I have found my new breakfast obsession, and sadly, it exists only in Vietnam. Attempts to replicate it in home kitchens would fail miserably. Recently in Hoi An, Vietnam, I met up with a former culinary school instructor from New York who was working at a non-profit restaurant. Each morning we stepped out of the air-conditioned bliss of the hotel into a wave of heat, traffic noise, and repeated solicitations for "Taxi? Taxi? Motorcycle?" But the possibility of a great street food find was too enticing to pass up.
One morning we stopped by a particularly busy stall with the words "Banh Mi Op La" on the sign. Seconds later, a blaze sprang up on the stove. A cook in a snazzy fisherman's hat gave the pan a few swivels and tossed in some salt. He repeated to the tune of 3 finished plates a minute.
My Op La arrived, a beautiful mess of runny eggs, sausage bits, onions, and tomatoes still sizzling on a thin metal plate. The baguette came on another plate, with extra slices of cucumber and enough onions to warrant a second tooth-brushing. You use the bread to sponge up the eggs and tomato, spoon some onions and meat bits on top, bite, and wait for bliss. Banh mi op la was pure comfort food heaven, not least because it seemed so similar to huevos rancheros.
My stay in Hoi An was short, but we had to return one more time for that sizzling plate of eggs. I knew I would miss them. Even if I were to buy some good metal plates for my kitchen, they wouldn't have the same aura of the paper-thin metal that had cradled thousands of servings of Op La with barely a wiping in between.

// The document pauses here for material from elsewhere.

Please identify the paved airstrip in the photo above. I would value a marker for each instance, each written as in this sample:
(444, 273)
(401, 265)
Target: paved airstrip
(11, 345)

We wouldn't be washing down our eggs with cold, dense cafe sua da, expertly mixed by the girls in the next stall. We wouldn't be mesmerized by the master himself cranking out so many plates without breaking a sweat. And we wouldn't be crouching on the tiniest of plastic stools, surrounded by indecipherable Vietnamese joie de vivre at this particular breakfast stall.